Facebook has announced some new penalties for group members who repeatedly violate its rules, as well as new control options for group admins to police potentially harmful content in their groups.
First off, on the new restrictions – Facebook will implement new reach penalties for group members whose posts have previously violated Facebook’s rules anywhere on the platform, restricting their capacity to spread misinformation or hate speech across the board.
As explained by Facebook:
“To continue limiting the reach of people who break our rules, we will start demoting all Groups content from members who have broken our Community Standards anywhere on Facebook. These demotions will get more severe as they accrue more violations.”
That’s significant, because private groups, in particular, remain a problematic element, given that they’re free of public scrutiny. That means that people can share potentially harmful content among community peers who are more open to such, and therefore see fewer penalties as a result, while this change will further restrict their capability to spread the same beyond their own groups, by instituting blanket penalties for all enforcement actions.
So if you share lots of anti-vax stuff in your freedom of speech group, you best keep it there, because any penalty you get for sharing the same on your personal profile will now limit your capability to spread the same everywhere else.
Facebook’s also adding a new moderation element called ‘Flagged by Facebook’, which will enable group admins to view content that’s been flagged for coming removal before it’s shown to the broader community.
As per Facebook:
“Admins can then either review and remove the content themselves, or ask for a review by Facebook, and provide additional feedback on why they think that piece of content should remain on the platform. Flagged by Facebook involves admins in content review earlier in the process, before members receive a strike and content is removed.”
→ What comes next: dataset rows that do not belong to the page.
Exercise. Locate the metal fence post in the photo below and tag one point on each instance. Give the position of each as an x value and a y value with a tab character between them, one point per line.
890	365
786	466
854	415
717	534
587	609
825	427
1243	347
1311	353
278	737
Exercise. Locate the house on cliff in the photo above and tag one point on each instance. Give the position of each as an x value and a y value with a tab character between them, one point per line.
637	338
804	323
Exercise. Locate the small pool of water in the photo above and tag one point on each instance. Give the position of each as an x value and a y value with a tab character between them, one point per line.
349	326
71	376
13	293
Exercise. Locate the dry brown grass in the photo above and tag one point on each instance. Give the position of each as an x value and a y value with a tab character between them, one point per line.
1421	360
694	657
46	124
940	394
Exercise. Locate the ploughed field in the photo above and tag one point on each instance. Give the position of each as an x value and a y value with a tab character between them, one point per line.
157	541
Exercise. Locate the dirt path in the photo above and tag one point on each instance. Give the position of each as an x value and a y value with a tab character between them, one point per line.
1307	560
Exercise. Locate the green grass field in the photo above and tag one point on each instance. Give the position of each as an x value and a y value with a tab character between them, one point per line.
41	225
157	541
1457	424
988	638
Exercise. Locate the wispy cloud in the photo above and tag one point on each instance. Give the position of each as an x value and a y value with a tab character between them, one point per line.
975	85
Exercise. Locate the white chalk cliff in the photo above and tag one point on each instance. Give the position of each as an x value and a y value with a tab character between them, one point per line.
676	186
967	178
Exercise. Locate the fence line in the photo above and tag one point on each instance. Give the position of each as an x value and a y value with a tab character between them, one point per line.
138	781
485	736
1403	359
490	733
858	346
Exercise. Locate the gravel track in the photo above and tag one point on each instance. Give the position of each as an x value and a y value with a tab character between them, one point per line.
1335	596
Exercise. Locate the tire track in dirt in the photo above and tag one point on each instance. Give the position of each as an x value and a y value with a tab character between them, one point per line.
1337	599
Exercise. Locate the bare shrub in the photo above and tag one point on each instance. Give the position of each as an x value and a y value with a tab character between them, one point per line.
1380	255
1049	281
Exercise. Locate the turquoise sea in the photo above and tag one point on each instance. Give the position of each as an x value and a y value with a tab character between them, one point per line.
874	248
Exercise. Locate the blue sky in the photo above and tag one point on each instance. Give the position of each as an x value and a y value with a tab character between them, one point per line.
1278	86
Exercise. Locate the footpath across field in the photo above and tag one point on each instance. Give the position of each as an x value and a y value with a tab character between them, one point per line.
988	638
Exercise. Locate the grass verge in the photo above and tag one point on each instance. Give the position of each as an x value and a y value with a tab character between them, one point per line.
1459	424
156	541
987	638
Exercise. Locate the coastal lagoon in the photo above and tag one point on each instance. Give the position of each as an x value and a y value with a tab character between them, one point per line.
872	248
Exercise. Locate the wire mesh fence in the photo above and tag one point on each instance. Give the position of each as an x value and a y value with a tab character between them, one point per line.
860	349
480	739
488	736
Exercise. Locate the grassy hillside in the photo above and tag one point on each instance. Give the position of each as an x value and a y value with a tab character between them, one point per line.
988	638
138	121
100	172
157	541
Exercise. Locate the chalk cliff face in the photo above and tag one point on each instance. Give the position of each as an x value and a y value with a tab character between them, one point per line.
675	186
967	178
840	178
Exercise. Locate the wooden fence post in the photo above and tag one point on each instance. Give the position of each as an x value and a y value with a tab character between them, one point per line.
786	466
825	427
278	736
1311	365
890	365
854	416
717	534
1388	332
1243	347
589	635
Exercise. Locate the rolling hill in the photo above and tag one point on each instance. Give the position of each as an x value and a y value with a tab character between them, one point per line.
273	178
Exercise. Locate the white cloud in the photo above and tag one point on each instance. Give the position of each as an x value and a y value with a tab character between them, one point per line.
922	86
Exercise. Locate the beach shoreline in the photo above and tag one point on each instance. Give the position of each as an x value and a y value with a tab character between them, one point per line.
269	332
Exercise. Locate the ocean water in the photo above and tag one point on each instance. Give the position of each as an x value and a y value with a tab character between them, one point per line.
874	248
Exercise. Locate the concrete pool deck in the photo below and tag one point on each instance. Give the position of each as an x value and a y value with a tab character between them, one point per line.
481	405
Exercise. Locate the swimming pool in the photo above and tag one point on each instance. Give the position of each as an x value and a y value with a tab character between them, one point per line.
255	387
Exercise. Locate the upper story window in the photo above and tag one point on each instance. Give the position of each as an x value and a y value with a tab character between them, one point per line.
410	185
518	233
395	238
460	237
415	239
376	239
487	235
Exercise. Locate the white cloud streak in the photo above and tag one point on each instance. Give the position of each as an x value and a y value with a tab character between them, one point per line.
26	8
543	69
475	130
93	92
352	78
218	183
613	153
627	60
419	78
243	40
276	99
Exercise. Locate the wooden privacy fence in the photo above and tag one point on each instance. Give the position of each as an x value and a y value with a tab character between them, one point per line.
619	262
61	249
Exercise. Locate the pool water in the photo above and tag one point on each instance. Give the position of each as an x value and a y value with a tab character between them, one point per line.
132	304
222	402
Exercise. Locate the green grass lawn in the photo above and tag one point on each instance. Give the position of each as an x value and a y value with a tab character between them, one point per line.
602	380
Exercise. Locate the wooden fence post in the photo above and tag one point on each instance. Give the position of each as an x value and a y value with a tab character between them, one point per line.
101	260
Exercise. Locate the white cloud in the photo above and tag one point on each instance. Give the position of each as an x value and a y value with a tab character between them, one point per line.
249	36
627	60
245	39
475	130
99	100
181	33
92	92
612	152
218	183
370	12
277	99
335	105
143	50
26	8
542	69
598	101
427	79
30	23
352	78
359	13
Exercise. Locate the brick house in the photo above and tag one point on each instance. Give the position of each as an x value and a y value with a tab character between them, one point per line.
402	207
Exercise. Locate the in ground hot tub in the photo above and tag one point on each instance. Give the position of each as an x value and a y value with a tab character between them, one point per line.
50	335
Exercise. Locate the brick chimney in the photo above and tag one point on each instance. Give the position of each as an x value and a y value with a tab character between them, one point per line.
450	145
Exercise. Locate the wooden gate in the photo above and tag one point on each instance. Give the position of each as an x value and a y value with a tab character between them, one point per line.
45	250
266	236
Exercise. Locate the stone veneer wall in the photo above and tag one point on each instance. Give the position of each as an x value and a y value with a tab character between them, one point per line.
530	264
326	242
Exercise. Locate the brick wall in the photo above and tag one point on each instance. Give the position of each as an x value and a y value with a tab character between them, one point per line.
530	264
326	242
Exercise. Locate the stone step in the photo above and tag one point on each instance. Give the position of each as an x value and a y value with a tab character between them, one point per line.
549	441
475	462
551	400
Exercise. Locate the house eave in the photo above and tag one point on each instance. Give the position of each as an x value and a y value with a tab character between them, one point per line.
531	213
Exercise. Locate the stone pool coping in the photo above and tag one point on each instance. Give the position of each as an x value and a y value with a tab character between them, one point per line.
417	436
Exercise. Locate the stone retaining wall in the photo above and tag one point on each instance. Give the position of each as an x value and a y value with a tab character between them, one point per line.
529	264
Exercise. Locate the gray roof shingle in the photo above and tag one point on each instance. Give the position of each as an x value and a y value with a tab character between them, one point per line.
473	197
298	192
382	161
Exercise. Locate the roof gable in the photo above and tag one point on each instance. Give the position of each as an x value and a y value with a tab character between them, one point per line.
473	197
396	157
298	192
That adds an extra human element – and of particular note, humans that are more closely tied to the info being shared, which could help to avoid mistaken removals. It’ll also act as an education tool of sorts to help admins understand the types of posts that Facebook will not allow, which could further improve group interaction and see a reduction in violative content.
The new options come as Facebook faces more questions over its moderation decisions, in the wake of The Wall Street Journal’s ‘Facebook Files’ expose. With the platform’s motivations being queried, and new evidence showing that its systems can cause significant harm, it’s important for Facebook to provide more tools to help address such concerns, both from a PR and a broader health perspective.
Facebook does invest heavily in such work, and it is continually looking to improve – this is not a knee-jerk response to address these new concerns. But as the pressure mounts, it will be called upon to provide even more tools like this, as well as insight into the actual impact of such efforts on platform use.